The construction of NBS amplicon libraries was performed according to the profiling protocol that was described by [24]. The protocol was modified for parallel sequencing of amplicon pools from multiple samples. These modifications were based on the GS FLX Shotgun Library Method Manual and the GS FLX Amplicon DNA Library Preparation Method Manual [51]. Briefly, 5 μg of genomic DNA was nebulized into fragments of 300 to 2,000 bp, fragments were blunt-end repaired using T4 polymerase, and adaptors were ligated to the end of the fragments.

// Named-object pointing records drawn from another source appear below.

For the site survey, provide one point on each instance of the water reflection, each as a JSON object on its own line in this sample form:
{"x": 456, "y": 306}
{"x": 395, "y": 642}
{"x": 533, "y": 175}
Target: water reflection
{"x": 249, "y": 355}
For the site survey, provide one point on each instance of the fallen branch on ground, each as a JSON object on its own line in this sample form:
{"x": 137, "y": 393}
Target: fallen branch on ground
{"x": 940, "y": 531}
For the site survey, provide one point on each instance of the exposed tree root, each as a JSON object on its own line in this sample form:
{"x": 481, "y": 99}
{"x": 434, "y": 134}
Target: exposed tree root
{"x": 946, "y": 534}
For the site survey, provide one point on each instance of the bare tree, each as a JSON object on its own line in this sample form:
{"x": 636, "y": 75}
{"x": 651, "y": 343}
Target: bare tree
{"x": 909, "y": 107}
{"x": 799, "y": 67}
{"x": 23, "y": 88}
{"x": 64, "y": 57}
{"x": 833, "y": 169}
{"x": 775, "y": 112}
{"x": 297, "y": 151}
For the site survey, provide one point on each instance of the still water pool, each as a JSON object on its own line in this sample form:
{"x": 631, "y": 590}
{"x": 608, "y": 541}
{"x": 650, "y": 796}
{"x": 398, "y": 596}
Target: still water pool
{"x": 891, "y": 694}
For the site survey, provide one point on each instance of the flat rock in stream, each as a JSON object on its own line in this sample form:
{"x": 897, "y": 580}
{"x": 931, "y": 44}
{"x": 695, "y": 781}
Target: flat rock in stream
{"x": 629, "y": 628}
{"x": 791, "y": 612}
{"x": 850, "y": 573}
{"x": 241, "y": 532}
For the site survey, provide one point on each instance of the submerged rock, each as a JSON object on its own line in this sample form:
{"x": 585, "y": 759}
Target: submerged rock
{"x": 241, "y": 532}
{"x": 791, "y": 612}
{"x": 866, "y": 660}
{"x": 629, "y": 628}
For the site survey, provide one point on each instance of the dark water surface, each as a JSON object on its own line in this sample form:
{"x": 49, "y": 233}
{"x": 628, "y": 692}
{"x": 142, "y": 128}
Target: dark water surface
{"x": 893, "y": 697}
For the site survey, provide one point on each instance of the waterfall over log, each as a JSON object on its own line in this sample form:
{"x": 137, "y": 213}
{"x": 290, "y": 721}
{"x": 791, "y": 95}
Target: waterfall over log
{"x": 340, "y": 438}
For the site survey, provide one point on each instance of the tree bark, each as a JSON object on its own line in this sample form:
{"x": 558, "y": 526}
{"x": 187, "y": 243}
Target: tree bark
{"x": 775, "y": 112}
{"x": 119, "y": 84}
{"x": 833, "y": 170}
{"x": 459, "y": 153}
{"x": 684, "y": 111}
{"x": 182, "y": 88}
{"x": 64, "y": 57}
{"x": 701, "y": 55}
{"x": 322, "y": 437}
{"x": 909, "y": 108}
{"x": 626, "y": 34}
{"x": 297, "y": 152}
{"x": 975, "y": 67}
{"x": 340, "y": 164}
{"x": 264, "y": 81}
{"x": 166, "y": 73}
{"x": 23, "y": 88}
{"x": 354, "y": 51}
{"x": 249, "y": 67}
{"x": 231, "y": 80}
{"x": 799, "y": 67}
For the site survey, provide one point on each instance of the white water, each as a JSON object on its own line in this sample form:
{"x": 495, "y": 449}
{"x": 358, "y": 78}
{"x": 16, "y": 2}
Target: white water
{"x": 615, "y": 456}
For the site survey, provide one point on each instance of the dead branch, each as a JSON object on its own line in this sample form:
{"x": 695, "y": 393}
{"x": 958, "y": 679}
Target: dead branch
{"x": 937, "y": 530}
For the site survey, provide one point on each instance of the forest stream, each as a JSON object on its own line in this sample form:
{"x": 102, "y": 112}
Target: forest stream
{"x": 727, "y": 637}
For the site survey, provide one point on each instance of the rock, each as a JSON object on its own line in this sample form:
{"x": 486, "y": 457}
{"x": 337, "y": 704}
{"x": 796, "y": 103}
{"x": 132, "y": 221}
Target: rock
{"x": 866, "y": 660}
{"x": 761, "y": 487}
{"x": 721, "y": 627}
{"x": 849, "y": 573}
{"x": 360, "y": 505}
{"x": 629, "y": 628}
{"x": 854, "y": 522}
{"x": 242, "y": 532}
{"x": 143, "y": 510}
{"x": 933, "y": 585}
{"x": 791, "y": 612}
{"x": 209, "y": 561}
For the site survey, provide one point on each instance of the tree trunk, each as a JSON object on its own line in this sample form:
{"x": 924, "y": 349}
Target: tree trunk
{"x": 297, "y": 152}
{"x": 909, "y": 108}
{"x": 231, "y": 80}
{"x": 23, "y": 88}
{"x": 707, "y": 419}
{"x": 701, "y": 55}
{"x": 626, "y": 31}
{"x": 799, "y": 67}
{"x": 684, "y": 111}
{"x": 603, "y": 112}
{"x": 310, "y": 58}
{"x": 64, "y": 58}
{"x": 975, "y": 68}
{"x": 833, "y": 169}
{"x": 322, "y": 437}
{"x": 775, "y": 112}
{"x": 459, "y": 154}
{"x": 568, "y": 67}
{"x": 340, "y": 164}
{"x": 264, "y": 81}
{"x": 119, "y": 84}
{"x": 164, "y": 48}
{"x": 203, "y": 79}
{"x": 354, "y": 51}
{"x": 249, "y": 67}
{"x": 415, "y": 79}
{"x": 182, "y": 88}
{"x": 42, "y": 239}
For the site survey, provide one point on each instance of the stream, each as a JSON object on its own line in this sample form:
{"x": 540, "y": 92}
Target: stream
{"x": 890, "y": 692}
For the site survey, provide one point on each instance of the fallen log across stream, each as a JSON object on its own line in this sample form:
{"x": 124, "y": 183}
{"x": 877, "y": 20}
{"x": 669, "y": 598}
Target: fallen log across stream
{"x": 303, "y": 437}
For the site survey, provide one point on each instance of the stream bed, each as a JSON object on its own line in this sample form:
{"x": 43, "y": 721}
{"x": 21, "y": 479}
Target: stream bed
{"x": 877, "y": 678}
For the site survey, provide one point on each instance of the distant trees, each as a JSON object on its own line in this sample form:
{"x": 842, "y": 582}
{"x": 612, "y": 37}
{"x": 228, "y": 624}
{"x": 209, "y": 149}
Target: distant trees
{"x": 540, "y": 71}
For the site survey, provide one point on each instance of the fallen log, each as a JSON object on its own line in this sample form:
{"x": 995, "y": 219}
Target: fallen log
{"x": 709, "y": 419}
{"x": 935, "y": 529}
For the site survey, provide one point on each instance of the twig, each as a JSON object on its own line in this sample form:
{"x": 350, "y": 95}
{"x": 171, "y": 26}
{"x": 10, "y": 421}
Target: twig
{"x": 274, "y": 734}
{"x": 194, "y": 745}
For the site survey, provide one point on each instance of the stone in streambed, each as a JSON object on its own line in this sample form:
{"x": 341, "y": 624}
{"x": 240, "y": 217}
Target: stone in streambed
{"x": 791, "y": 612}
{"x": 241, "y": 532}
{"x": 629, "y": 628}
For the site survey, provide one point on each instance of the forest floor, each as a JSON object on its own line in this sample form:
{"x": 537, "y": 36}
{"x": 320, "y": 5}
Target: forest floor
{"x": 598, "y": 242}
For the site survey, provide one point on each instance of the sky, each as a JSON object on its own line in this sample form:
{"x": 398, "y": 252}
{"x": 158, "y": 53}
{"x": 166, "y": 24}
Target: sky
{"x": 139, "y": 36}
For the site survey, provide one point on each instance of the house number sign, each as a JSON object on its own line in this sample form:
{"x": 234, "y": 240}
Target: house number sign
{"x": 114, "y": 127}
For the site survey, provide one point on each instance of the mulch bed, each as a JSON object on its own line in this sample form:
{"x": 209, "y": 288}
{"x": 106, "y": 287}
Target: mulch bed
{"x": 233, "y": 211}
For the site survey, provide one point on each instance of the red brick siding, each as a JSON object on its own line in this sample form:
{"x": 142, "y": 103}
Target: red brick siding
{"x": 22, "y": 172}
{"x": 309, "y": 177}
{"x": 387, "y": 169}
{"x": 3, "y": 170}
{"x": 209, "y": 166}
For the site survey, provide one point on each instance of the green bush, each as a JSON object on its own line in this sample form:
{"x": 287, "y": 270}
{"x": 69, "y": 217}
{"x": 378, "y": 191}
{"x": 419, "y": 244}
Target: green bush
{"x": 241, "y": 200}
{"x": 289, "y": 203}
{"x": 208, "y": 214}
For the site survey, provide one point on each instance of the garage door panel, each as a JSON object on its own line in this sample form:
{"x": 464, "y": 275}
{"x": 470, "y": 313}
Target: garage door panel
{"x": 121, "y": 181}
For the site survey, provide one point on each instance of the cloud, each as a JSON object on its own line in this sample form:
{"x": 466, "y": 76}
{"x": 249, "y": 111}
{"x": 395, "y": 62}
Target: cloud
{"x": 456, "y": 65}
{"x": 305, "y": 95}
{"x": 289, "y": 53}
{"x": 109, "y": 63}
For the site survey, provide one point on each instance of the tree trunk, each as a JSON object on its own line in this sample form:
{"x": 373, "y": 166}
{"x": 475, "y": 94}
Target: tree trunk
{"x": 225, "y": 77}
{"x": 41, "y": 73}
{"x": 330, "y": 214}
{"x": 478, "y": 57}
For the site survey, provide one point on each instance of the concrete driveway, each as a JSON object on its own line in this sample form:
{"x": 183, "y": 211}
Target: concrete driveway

For the amplification of putative NBS fragments, 12 fusion primers were synthesised (Isogen Life Science) consisting of the 454 A adaptor, a 10-bp validated barcode (Roche) and the NBS5A primer sequence (CTGATGGCGCGAGGGAGGCxxxxxxxxxxYYTKRTHGTMITKGATGAYGTITGG). The universal primer consisted of the 454 B adaptor and the adaptor primer sequence (GCCTCCCTCGCGCCATCAGGTTTACTCGATTCTCAACCCGAAAG). Amplifications were performed in a total of 50 μl with 20 pmol of each primer, 200 μM dNTPs, 0.4 U HotStarTaq (Qiagen), and 5.0 μl of HotStarTaq PCR buffer on a PTC-200 thermocycler (MJ Research, Waltham, Mass., USA), using the following cycling program: 35 cycles of 30 s at 95°C, 1 min 40 s at 55°C and 2 min at 72°C. After amplification, the products were purified and size fractioned (> ~300 bp) using AMPure beads (Agencourt) and quantified using an Agilent 2100 BioAnalyzer. Resultant fragments ranges were between 300–1,000 bp with the majority of the fragments between 400–700 bp and an average of 122 nmol/μl. Four amplicon pools were composed by equimolar pooling of the NBS fragments of 12 samples. The DNA of the parents was processed in duplicate. Emulsion PCR and sequencing was carried out according to the standard Roche/454 GS20 routine.